Jak najszybciej trzeba też określić, jak bardzo zaawansowane jest oparzenie. Jeśli ból nie ustępuje, zaczerwienienie czy pęcherze są niebezpiecznie duże, a u dziecka pojawiają się objawy wstrząsu: duszności, szybki puls, pocenie się lub bladość, należy niezwłocznie wezwać pogotowie ratunkowe.

A co w razie najczęstszego wypadku podczas Wigilii, jakim jest utknięcie ości w przełyku? Jeśli ość jest widoczna, można próbować usunąć ją za pomocą pęsety, jeśli nie – jak najszybciej udać się na pogotowie. Zdecydowanie nie wolno „przepychać” ości kawałkiem chleba czy ziemniaka, może to spowodować jedynie jej głębsze wbicie się w ścianki gardła.

Poparzenia języka

Na taki rodzaj poparzenia pomoże wszystko, co zimne. Można podać dziecku szklankę zimnego mleka, aby wypiło je jak najwolniej, najlepiej zatrzymując przez chwilę płyn w ustach. Jeśli akurat nie ma mleka, ból złagodzi każdy inny rodzaj chłodnego napoju.

Zamiast tego można dać dziecku do ssania kostkę lodu albo zaparzoną chłodną torebkę czarnej herbaty. Na takie obrażenie może pomóc również „okład” z miodu, który ma właściwości przeciwzapalne.

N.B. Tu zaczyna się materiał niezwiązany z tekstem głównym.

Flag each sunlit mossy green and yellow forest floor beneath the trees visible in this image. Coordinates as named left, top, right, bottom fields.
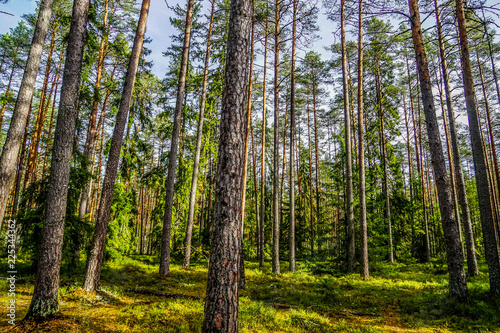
left=0, top=256, right=500, bottom=332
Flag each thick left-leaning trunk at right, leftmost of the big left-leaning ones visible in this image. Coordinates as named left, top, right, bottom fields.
left=408, top=0, right=468, bottom=301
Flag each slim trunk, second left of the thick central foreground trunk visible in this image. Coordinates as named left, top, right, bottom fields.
left=160, top=0, right=194, bottom=276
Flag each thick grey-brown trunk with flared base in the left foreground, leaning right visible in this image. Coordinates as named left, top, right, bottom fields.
left=25, top=0, right=89, bottom=318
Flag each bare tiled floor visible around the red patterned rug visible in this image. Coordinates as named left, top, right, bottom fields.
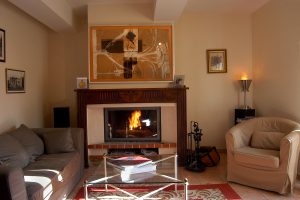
left=68, top=153, right=300, bottom=200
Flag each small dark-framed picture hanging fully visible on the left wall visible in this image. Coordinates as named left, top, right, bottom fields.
left=5, top=69, right=25, bottom=93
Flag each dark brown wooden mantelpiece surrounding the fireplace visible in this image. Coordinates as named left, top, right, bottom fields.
left=76, top=87, right=188, bottom=167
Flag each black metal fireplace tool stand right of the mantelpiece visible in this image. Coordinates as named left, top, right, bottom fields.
left=186, top=121, right=205, bottom=172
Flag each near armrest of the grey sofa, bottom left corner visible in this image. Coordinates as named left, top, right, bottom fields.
left=0, top=166, right=28, bottom=200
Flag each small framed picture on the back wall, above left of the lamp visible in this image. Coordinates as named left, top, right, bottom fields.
left=206, top=49, right=227, bottom=73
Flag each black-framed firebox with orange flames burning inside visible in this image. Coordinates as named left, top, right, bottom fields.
left=104, top=107, right=161, bottom=142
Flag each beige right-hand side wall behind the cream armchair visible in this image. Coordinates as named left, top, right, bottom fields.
left=253, top=0, right=300, bottom=122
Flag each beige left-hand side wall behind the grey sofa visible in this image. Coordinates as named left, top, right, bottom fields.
left=0, top=1, right=48, bottom=133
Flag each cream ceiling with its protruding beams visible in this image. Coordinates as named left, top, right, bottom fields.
left=8, top=0, right=270, bottom=32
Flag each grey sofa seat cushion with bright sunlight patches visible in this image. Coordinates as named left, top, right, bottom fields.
left=24, top=151, right=80, bottom=200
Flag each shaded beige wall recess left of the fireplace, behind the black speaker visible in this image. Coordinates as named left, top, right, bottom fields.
left=45, top=19, right=88, bottom=127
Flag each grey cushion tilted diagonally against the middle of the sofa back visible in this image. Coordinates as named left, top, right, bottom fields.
left=9, top=124, right=44, bottom=161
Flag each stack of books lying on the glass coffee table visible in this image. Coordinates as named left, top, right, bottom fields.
left=107, top=156, right=156, bottom=177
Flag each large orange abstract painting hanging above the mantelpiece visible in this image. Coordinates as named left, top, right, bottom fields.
left=89, top=25, right=173, bottom=83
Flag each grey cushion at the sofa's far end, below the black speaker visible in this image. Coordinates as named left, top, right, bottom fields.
left=43, top=128, right=75, bottom=154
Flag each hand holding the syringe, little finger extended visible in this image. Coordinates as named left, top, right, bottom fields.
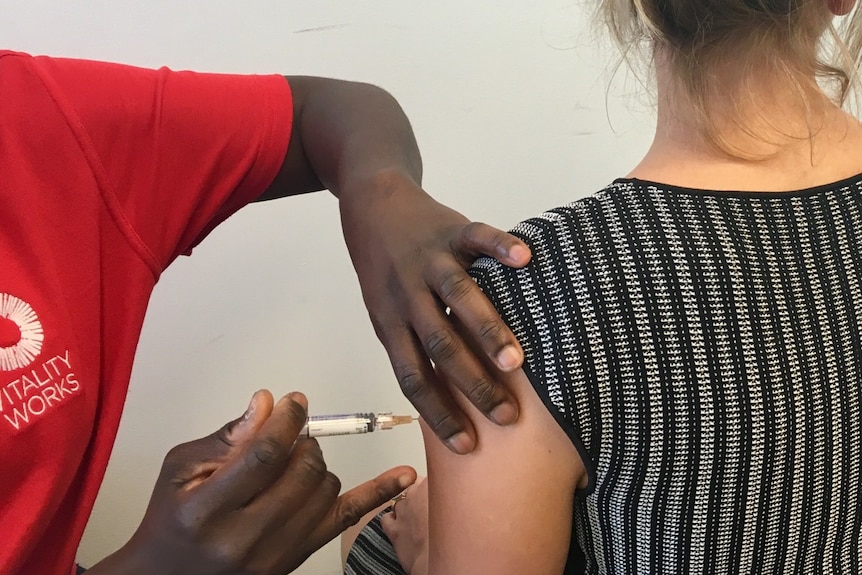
left=88, top=391, right=416, bottom=575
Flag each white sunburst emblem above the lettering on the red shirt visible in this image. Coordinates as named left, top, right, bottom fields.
left=0, top=293, right=45, bottom=371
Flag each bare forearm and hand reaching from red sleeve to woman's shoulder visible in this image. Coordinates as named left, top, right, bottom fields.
left=260, top=76, right=530, bottom=453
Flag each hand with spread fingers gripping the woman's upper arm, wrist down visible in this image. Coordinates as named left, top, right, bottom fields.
left=340, top=174, right=530, bottom=453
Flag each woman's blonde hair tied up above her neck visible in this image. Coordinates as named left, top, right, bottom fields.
left=599, top=0, right=862, bottom=144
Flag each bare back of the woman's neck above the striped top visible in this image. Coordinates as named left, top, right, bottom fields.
left=629, top=58, right=862, bottom=191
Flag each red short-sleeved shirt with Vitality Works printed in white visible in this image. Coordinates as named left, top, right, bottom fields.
left=0, top=52, right=293, bottom=575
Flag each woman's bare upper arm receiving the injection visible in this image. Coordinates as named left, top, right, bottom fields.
left=422, top=371, right=587, bottom=575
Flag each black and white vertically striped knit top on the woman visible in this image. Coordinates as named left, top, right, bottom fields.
left=473, top=176, right=862, bottom=574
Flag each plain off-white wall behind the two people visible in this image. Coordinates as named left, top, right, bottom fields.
left=0, top=0, right=652, bottom=575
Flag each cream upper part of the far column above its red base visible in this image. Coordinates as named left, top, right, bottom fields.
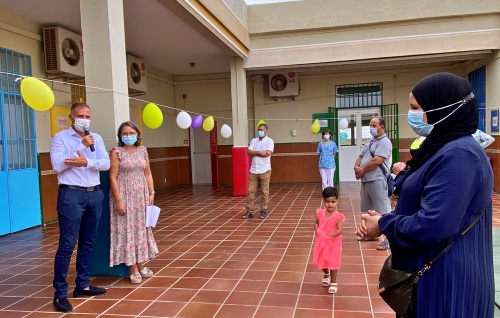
left=231, top=57, right=248, bottom=147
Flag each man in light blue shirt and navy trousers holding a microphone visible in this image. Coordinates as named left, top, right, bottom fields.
left=50, top=103, right=110, bottom=312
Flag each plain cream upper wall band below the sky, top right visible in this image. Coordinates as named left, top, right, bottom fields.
left=248, top=0, right=500, bottom=34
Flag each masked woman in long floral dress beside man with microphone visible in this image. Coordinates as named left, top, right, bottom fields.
left=109, top=121, right=158, bottom=284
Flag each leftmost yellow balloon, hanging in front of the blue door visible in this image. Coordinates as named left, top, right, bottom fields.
left=21, top=77, right=54, bottom=111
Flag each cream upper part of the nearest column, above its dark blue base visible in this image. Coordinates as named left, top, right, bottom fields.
left=80, top=0, right=130, bottom=149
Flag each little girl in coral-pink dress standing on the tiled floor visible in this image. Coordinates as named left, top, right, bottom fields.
left=313, top=187, right=345, bottom=294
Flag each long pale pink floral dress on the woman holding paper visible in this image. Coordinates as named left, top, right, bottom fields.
left=109, top=146, right=158, bottom=267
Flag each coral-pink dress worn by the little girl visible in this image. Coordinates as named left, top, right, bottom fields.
left=313, top=209, right=345, bottom=270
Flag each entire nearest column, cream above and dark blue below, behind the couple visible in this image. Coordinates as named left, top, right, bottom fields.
left=80, top=0, right=130, bottom=276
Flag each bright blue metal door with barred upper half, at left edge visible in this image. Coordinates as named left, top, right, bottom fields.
left=0, top=48, right=41, bottom=235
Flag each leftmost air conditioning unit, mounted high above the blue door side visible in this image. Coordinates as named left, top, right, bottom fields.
left=43, top=26, right=85, bottom=79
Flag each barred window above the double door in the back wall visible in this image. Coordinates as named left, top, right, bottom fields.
left=335, top=83, right=382, bottom=108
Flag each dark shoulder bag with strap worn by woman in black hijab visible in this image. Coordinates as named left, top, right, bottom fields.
left=377, top=210, right=484, bottom=318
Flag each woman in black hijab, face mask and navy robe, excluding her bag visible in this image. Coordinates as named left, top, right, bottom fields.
left=357, top=73, right=494, bottom=318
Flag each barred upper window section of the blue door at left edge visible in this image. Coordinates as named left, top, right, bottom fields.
left=0, top=48, right=37, bottom=171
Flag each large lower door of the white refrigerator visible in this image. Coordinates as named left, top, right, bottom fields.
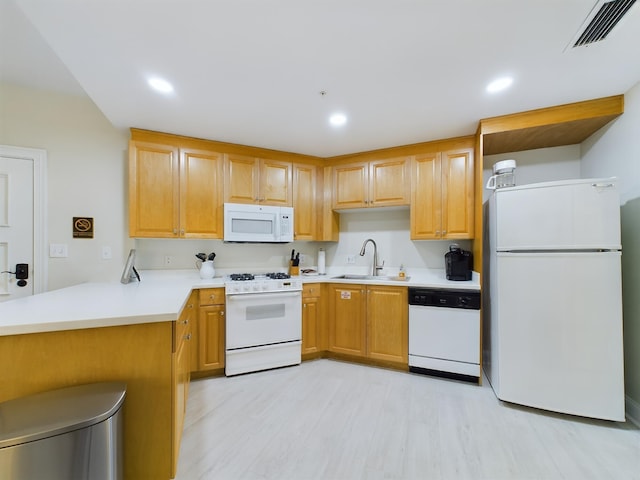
left=491, top=252, right=625, bottom=421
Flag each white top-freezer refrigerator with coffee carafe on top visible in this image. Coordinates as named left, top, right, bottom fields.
left=483, top=179, right=625, bottom=421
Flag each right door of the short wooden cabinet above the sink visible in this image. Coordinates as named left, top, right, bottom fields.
left=367, top=157, right=410, bottom=207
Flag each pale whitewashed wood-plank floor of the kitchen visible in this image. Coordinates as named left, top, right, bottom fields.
left=176, top=360, right=640, bottom=480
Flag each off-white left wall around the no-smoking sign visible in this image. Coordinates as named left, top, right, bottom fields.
left=0, top=83, right=132, bottom=290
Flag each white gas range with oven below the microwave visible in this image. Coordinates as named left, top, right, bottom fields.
left=225, top=273, right=302, bottom=376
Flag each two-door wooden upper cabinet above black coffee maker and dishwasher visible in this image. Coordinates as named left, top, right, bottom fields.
left=411, top=148, right=475, bottom=240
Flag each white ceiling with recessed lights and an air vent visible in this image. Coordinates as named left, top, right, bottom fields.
left=0, top=0, right=640, bottom=157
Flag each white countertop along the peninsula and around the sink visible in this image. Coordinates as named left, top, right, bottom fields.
left=0, top=269, right=480, bottom=336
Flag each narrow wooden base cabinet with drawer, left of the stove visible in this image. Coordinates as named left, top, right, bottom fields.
left=191, top=288, right=225, bottom=372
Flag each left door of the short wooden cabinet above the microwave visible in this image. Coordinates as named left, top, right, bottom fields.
left=224, top=154, right=260, bottom=203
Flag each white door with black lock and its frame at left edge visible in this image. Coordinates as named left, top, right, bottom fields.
left=0, top=146, right=46, bottom=302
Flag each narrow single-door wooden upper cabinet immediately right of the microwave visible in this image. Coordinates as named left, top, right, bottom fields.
left=293, top=163, right=318, bottom=240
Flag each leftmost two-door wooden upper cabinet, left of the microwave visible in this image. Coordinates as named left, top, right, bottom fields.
left=129, top=141, right=222, bottom=238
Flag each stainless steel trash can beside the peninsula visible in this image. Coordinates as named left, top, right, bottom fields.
left=0, top=382, right=126, bottom=480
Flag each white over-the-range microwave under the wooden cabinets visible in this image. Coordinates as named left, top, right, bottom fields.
left=224, top=203, right=293, bottom=243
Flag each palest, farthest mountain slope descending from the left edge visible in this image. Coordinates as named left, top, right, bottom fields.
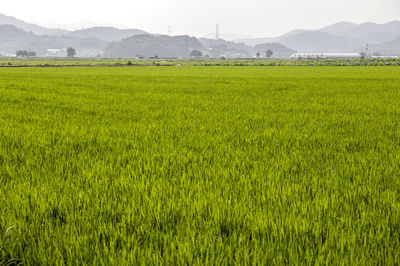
left=0, top=14, right=67, bottom=36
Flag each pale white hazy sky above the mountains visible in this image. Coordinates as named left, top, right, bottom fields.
left=0, top=0, right=400, bottom=37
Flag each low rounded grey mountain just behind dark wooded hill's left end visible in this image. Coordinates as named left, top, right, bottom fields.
left=67, top=27, right=147, bottom=42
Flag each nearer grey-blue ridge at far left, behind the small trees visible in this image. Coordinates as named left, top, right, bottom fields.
left=0, top=25, right=107, bottom=56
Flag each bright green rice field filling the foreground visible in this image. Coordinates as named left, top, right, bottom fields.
left=0, top=66, right=400, bottom=265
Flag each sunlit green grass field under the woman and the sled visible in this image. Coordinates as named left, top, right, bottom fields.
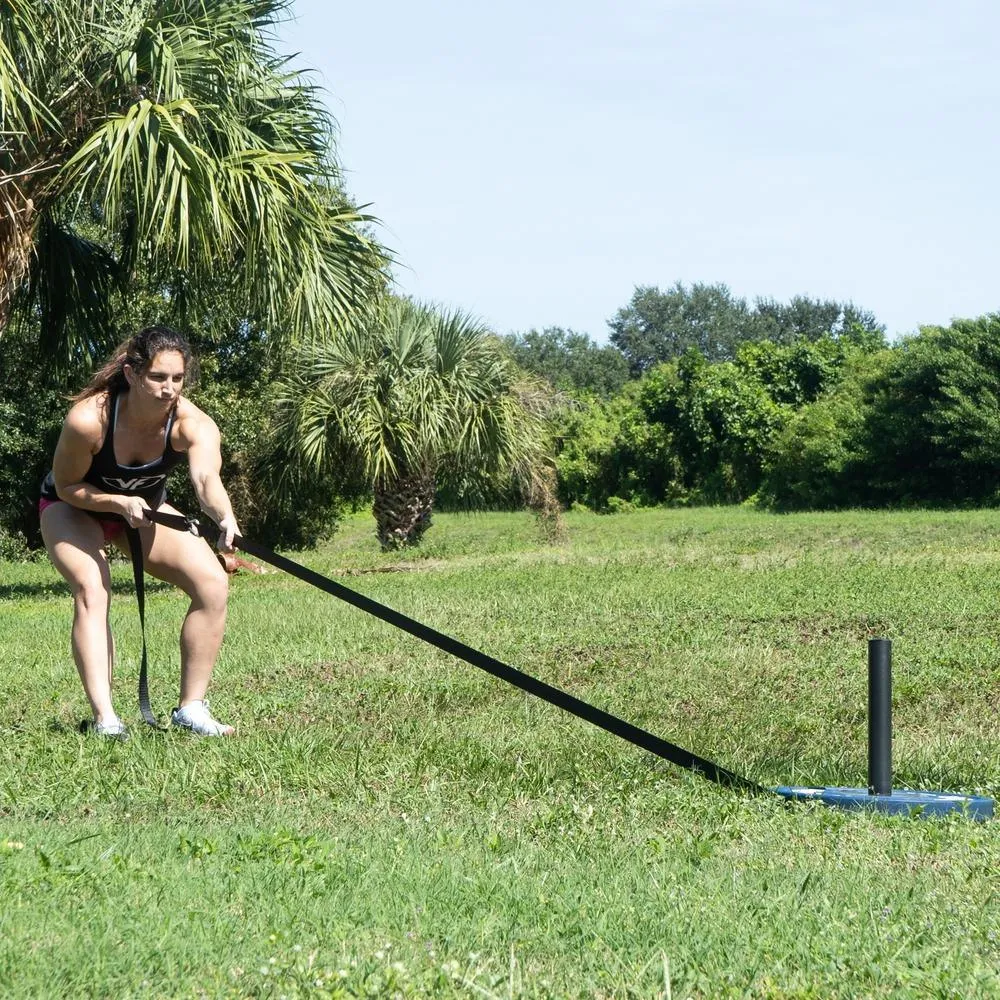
left=0, top=509, right=1000, bottom=998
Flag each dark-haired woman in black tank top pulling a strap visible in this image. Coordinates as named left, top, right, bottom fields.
left=39, top=326, right=239, bottom=739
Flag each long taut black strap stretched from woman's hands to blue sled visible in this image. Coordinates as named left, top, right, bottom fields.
left=146, top=510, right=766, bottom=792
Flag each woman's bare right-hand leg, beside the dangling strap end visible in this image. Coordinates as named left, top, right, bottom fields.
left=122, top=504, right=229, bottom=707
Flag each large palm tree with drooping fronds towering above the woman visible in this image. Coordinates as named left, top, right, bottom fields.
left=0, top=0, right=386, bottom=354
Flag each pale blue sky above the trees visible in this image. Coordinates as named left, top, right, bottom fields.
left=280, top=0, right=1000, bottom=341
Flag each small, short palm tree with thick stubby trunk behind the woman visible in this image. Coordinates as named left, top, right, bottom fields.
left=279, top=299, right=553, bottom=549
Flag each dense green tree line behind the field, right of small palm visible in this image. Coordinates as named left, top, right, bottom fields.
left=508, top=284, right=1000, bottom=511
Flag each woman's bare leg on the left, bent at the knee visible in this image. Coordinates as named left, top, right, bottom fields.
left=41, top=503, right=116, bottom=724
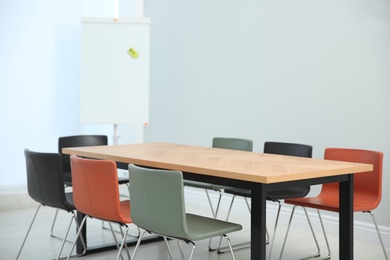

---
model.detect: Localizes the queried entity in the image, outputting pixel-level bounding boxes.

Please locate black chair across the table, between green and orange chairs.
[218,142,313,257]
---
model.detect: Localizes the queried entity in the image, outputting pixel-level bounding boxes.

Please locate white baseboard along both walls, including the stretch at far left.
[0,186,390,245]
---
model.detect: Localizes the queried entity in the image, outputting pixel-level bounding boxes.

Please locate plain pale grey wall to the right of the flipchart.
[145,0,390,226]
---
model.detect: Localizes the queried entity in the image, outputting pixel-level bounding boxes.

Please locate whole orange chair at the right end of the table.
[280,148,388,259]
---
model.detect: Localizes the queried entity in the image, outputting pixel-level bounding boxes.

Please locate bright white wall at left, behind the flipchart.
[0,0,143,189]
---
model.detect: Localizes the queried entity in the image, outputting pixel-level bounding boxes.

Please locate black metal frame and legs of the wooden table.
[77,164,354,260]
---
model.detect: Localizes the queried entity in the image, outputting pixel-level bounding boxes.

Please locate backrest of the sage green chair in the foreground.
[129,164,188,238]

Zobacz też: Co trzeba umieć, by uratować ludzkie życie?

Skaleczenia

Wszelkie skaleczenia na początek należy przemyć pod bieżącą wodą, a dopiero potem polać wodą utlenioną i zakleić plastrem tak, aby końce rany znajdowały się obok siebie. Jeśli rana krwawi zbyt długo, można przykryć ją gazą i delikatnie dociskać. Skaleczenia o dużej głębokości lub te krwawiące dłużej niż 15-20 minut najlepiej skonsultować z lekarzem, ponieważ mogą one wymagać zszycia.

Jeśli przedmiot wbije się głęboko i utknie w ranie, pod żadnym pozorem nie wolno go wyjmować. Musi w niej pozostać aż do przybycia lekarza.